I've added a very simple demo on GitHub here:

https://github.com/danmalcolm/AssemblyResolutionDemo

This is set up as follows:

  • The main application App.exe directly references assembly ThirdPartyLibrary.dll version 2.0.0.0.

  • It also references MyLibrary, which references an older version of ThirdPartyLibrary version 1.0.0.0.

  • The AppDomain.AssemblyResolve event is used to redirect to the version used by the application when version 1.0.0.0 fails to load

AssemblyResolve is handled as follows:

public static void Initialise()
{
    AppDomain.CurrentDomain.AssemblyResolve += ResolveThirdPartyLibrary;
}

private static Assembly ResolveThirdPartyLibrary(object sender, ResolveEventArgs args)
{
    // Check that CLR is loading the version of ThirdPartyLibrary referenced by MyLibrary
    if (args.Name.Equals("ThirdPartyLibrary, Version=1.0.0.0, Culture=neutral, PublicKeyToken=fbcbfac3e44fefed"))
    {
        try
        {
            // Load from application's base directory. Alternative logic might be needed if you need to 
            // load from GAC etc. However, note that calling certain overloads of Assembly.Load will result
            // in the AssemblyResolve event from firing recursively - see recommendations in
            // http://msdn.microsoft.com/en-us/library/ff527268.aspx for further info
            var assembly = Assembly.LoadFrom("ThirdPartyLibrary.dll");
            return assembly;
        }
        catch (Exception exception)
        {
            Console.WriteLine(exception);
        }
    }
    return null;
}

We need to bind to the event before ThirdPartyLibrary is loaded, hence the explicit Initialise method.

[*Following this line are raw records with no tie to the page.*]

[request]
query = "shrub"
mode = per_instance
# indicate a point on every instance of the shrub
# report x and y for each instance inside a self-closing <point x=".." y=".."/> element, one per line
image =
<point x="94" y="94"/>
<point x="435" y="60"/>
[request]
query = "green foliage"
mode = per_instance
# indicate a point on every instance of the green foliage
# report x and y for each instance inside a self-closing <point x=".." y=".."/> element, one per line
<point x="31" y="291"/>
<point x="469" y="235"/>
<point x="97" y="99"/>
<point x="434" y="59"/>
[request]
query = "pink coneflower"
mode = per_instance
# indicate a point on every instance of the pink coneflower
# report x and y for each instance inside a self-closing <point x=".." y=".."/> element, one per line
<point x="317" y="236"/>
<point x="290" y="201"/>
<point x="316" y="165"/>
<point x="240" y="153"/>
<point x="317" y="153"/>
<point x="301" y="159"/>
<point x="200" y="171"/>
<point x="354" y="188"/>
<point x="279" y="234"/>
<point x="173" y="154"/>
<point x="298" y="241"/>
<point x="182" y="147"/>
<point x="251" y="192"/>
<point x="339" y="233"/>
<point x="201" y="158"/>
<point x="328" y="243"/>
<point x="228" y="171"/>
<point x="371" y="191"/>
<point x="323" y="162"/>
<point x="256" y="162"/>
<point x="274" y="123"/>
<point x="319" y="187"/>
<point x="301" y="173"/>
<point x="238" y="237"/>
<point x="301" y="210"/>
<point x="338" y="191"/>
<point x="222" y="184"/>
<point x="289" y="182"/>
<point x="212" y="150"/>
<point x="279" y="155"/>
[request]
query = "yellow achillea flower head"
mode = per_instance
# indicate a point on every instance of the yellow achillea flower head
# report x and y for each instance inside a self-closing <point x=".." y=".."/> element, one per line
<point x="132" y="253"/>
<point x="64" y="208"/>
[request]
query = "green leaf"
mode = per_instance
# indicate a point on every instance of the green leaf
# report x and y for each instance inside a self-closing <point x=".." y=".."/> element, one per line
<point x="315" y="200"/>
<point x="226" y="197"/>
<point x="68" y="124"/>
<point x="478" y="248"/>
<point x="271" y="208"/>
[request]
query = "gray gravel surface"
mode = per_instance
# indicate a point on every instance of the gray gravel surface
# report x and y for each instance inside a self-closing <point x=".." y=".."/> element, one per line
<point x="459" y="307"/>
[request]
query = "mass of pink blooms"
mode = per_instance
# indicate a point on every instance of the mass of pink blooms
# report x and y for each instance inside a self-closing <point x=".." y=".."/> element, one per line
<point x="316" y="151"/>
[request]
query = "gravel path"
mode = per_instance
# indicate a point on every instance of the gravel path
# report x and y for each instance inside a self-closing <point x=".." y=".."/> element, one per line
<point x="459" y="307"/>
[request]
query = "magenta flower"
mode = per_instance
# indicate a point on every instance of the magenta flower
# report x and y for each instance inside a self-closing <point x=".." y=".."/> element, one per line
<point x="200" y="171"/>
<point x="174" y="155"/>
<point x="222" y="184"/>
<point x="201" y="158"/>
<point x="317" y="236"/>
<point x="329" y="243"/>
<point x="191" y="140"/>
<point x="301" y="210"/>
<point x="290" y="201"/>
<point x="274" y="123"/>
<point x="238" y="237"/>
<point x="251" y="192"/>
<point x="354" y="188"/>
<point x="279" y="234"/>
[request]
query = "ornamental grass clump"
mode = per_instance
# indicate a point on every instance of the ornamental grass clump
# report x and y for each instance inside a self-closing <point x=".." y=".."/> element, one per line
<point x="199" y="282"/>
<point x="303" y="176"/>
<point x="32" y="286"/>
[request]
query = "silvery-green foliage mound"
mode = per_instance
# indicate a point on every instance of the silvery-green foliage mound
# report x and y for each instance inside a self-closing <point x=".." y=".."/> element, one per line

Note also that the event only fires when the resolution of an assembly fails. If the version of ThirdPartyLibrary referenced by MyClassLibrary (1.0.0.0) were available in the GAC, then it would be loaded successfully and AssemblyResolve wouldn't fire. There would then be 2 different versions in use.

I'm demonstrating here that this mechanism could be used, I'm not saying it's a good idea. There are several things you'd need to take into account based on the environment in which your app is running and how it is set-up / installed / maintained etc.